The new NUMA scheduler

[Posted January 22, 2003 by corbet]

The O(1) scheduler was integrated relatively early in the 2.5 development cycle with great results. So it could be a bit surprising to see a new set of scheduler changes going in at this late, feature-frozen date. The inclusion of a new NUMA scheduler in 2.5.59, however, is a relatively safe move which will help Linux perform well on high-end systems.

NUMA (non-uniform memory access) systems, of course, are distinguished by an architecture which makes some memory "closer" to certain processors than others. Each "node" in a NUMA system contains one or more processors, along with an array of local memory. Processors can access memory belonging to other nodes, but that access will be relatively slow. To get top (or even reasonable) performance on NUMA systems, the kernel must keep each process - and its memory - within a single node whenever possible.

The memory allocation side has been in place for some time; the Linux kernel memory allocator sets up one or more zones for each node, and allocates new pages from the current node's zones whenever possible. But the scheduler, as found in 2.5.58, will happily move processes between nodes in its efforts to keep all processors busy. There has been a NUMA scheduler patch floating around for a while, but it has not been merged, perhaps because it made too many changes to the scheduler for non-NUMA systems.

More recently, the NUMA scheduler patch has been reworked (by Martin Bligh, Erich Focht, Michael Hohnbaum, and others) around a simple observation: most of the NUMA problems can be solved by simply restricting the current scheduler's balancing code to processors within a single node. If the rebalancer - which moves processes across CPUs in order to keep them all busy - only balances inside a node, the worst processor imbalances will be addressed without moving processes into a foreign-node slow zone.

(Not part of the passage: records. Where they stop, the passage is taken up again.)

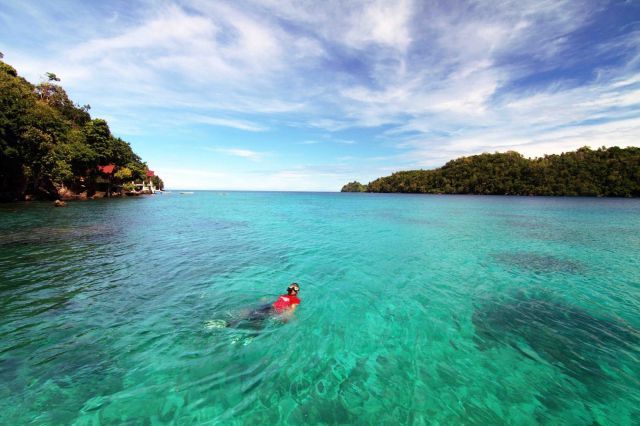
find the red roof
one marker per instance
(108, 169)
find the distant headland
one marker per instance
(51, 148)
(605, 172)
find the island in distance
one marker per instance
(605, 172)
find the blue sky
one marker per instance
(308, 95)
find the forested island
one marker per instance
(605, 172)
(51, 148)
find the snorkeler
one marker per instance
(282, 308)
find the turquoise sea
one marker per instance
(415, 309)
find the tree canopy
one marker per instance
(47, 141)
(608, 172)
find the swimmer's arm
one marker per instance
(286, 315)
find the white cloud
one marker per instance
(227, 122)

A simple (three-line) patch which did nothing but add the within-node restriction yielded most of the benefits of the full NUMA scheduler; indeed, it performed better on some benchmarks. Real-world loads, however, will require a scheduler which can distribute processes evenly across nodes. Occasionally it is necessary, even, to move processes to a slower node; a lot of CPU time on a lightly-loaded node will give better performance than waiting in the run queue on a heavily-loaded node. So a bit of complexity had to be added back into the new scheduler to complete the job.

The 2.5.59 scheduler distributes processes across NUMA nodes in two places. The first is in the exec() system call. A process which calls exec() is very simple to move, since almost all of its context, including memory, is being thrown away. For many loads, proper balancing at exec() time is enough to get good performance.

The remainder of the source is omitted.